Let us first set a meaning to the word. Appreciation is a feeling or expression of admiration, approval, or gratitude. To appreciate a thing is to recognize and celebrate its qualities. We express our appreciation through gratitude. Particularly where people we value are concerned, conveying gratitude is an essential act of goodwill and cordiality. It is a powerful bolster of bonds, a representation of the intrinsic merit these special individuals hold with us.
In order to properly appreciate the people, places, and things that are meaningful to us, we must first identify precisely what they are. Obvious though this may seem, I would argue it is an exercise too few of us regularly perform. By taking a moment each day to identify and acknowledge the elements of our lives that bring us joy, enrich us, teach us, and fill our hearts, we will renew and even grow our appreciation of them. This will also set the tone for a more positive day, as you progress through your quotidian motions thankful for what you do have, rather than resentful of what you do not have.
“It matters very little whether a man is discontented in the name of pessimism or progress, if his discontent does in fact paralyses his power of appreciating what he has got.” — G. K. Chesterton
Once you have taken inventory of the objects of your affection, consider the ways you might best express gratitude for them.

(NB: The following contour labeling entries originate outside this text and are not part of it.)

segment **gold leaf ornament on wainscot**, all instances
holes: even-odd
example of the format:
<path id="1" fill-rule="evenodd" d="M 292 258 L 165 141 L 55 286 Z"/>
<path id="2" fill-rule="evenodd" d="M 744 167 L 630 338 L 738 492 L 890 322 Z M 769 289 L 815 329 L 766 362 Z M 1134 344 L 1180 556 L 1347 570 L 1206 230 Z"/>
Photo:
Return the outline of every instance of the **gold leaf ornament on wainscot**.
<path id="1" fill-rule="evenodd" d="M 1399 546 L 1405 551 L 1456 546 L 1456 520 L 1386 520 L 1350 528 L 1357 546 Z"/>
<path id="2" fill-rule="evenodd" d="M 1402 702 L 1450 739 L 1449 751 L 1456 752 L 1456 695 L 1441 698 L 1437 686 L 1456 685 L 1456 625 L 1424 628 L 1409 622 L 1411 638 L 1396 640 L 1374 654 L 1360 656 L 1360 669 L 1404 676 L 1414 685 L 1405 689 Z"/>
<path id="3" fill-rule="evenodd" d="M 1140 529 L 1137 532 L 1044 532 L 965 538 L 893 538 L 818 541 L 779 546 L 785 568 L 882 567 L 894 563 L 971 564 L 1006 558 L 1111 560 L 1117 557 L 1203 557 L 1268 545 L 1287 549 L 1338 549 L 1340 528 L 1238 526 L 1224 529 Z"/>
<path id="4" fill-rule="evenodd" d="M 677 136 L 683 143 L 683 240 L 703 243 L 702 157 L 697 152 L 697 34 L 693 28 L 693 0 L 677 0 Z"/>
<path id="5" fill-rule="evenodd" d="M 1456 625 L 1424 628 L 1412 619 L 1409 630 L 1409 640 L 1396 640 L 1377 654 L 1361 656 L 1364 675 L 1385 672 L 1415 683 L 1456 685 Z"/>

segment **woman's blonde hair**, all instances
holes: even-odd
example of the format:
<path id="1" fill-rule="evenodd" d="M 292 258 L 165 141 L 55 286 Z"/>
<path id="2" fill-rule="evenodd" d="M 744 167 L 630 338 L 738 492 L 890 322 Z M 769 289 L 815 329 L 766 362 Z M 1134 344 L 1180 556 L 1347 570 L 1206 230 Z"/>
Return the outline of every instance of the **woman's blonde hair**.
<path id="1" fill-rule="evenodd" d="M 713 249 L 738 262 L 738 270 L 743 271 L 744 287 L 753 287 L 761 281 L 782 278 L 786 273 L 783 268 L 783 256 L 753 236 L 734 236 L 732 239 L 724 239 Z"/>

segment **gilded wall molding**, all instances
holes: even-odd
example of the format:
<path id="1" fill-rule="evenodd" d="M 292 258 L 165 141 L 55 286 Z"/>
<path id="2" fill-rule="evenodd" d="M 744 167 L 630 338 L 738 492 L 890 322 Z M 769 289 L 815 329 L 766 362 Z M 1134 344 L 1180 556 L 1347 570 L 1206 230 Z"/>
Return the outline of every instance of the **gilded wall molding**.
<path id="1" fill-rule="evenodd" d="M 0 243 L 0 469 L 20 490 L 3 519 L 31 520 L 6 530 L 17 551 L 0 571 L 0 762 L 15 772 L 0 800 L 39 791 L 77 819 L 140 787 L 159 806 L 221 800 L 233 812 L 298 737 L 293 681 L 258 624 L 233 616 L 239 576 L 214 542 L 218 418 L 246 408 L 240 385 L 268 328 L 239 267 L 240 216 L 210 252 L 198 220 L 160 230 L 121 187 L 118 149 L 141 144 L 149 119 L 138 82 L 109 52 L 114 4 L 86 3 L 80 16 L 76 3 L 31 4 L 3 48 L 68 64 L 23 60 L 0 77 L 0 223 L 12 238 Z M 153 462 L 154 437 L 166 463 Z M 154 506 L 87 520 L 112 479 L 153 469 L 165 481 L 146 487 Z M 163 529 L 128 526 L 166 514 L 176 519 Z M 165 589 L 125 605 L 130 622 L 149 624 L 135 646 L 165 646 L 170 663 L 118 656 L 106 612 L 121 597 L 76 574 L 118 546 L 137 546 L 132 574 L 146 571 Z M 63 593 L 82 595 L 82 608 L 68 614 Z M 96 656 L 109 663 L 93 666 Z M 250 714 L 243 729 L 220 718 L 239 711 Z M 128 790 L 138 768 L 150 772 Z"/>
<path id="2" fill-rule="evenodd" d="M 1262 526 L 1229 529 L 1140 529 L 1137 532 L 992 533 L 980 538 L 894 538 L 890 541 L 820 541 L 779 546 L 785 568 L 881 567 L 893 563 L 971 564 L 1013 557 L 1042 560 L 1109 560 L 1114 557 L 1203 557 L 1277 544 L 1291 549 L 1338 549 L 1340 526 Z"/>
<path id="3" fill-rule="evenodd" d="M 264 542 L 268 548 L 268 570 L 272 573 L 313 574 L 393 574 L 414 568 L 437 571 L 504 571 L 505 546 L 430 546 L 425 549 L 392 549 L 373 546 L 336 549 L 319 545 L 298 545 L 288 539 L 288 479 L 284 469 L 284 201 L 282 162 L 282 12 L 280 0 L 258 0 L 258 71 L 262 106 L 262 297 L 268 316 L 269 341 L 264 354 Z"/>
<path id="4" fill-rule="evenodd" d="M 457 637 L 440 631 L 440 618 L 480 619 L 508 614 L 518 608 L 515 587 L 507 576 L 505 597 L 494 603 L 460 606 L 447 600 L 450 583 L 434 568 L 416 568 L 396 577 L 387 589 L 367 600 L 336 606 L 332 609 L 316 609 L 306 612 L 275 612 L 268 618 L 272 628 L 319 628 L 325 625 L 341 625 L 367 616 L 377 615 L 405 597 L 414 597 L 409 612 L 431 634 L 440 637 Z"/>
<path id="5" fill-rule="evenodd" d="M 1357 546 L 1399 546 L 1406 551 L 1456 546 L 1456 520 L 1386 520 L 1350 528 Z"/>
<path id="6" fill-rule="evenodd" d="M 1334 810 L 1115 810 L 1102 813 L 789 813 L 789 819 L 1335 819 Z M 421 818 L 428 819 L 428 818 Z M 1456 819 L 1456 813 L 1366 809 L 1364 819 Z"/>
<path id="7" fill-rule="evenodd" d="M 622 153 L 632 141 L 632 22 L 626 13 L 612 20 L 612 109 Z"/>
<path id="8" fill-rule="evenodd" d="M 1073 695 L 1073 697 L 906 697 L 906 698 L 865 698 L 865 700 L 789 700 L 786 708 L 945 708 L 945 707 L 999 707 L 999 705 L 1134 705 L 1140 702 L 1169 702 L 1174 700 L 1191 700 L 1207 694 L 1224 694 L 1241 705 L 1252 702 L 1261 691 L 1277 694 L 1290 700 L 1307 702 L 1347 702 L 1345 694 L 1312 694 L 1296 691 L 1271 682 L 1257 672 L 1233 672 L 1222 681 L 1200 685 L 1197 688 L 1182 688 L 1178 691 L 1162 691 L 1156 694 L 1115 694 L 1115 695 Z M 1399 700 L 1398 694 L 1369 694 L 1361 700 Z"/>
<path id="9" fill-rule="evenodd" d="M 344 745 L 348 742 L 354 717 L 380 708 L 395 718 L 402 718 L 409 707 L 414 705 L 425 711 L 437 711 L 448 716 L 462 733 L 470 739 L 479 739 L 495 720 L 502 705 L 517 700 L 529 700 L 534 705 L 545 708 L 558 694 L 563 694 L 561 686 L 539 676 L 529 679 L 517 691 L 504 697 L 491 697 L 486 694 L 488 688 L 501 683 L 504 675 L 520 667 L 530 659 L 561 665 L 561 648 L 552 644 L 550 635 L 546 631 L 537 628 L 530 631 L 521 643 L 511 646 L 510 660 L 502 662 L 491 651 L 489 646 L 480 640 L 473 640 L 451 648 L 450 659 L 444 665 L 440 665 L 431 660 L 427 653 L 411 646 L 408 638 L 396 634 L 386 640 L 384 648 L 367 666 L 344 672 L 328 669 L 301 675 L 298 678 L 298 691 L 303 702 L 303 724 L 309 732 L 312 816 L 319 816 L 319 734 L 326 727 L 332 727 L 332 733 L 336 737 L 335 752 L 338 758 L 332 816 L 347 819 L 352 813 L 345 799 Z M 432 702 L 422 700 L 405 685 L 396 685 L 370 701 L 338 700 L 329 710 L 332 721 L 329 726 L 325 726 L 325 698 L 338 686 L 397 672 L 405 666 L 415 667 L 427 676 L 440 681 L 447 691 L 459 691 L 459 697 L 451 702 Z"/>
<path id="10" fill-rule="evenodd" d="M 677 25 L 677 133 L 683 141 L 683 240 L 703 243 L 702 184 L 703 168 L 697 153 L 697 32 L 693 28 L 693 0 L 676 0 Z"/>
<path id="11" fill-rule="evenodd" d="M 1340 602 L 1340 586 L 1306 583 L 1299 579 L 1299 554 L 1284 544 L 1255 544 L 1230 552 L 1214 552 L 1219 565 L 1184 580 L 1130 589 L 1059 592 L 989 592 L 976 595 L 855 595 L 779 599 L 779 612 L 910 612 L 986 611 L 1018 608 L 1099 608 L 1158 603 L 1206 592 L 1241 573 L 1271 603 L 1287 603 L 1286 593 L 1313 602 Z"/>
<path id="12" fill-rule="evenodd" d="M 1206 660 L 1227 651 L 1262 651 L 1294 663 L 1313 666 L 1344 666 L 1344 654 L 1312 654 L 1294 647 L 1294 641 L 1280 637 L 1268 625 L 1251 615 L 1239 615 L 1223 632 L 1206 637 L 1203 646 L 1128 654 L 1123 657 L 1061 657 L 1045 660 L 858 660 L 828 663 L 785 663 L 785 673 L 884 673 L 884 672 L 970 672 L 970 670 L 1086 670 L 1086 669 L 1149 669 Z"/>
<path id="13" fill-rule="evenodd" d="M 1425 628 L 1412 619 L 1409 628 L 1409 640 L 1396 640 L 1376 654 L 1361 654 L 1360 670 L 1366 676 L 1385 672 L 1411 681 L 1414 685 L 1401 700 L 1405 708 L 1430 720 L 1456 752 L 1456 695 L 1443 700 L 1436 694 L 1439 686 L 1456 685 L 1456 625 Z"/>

For places and material items immediate to you, a silent acknowledgement of their worth is sufficient to renew their value to you. Remember to cherish the memories of people, places, and things lost, lest they fade from you entirely. For people who are special to you, the power of voicing your gratitude to them cannot be overstated. A simple “Good job!” in the workplace can have a profound effect on its recipient, and a “Thank you” spoken from the heart—not merely as a formality—can make a person’s day. This, in turn, can lead to a cascade of positive effects, driving people to perform at their best and even contributing to their wellbeing. Workplace satisfaction and a feeling of being genuinely valued are proven to lead to decreased stress levels, more restful sleep, and even improved metabolism. What is more, genuine expressions of gratitude inspire recipients to be more appreciative of others, creating a positive cycle of recognition.
Finally, and crucially, you must not forget to count yourself among the people you appreciate. Self-auditing is an necessary step on the path to becoming the greatest iteration of yourself, but it is not only about identifying the areas in which you have room to grow; it is also about appreciating the work you have already done, celebrating your personal merits, and giving thanks for your God-given talents. Taking the time to express an authentic appreciation for the person you are is scientifically proven to have positive physical, mental, and emotional effects. Give thanks for what you have earned, as well, and remember that a little is enough if you spend it wisely, but too much is not enough if you spend it unwisely.
“Happiness is a way station between too much and too little.” — Channing Pollock
Gratitude is strongly and consistently associated with greater happiness. Remember how wonderful it feels to be appreciated, and you will naturally want to endow others with that same feeling. Through these small transactions of the heart, we will enjoy greater positivity, relish good experiences, improve our health, better deal with adversity, and build stronger relationships. It could be said, then, that the road to a better tomorrow is but a "thank you" away.
May the Lord help you to see His face in the young and the old, in the suffering and the lonely. May you share your gifts with those in need. May we be always thankful for the many blessings God has bestowed on us.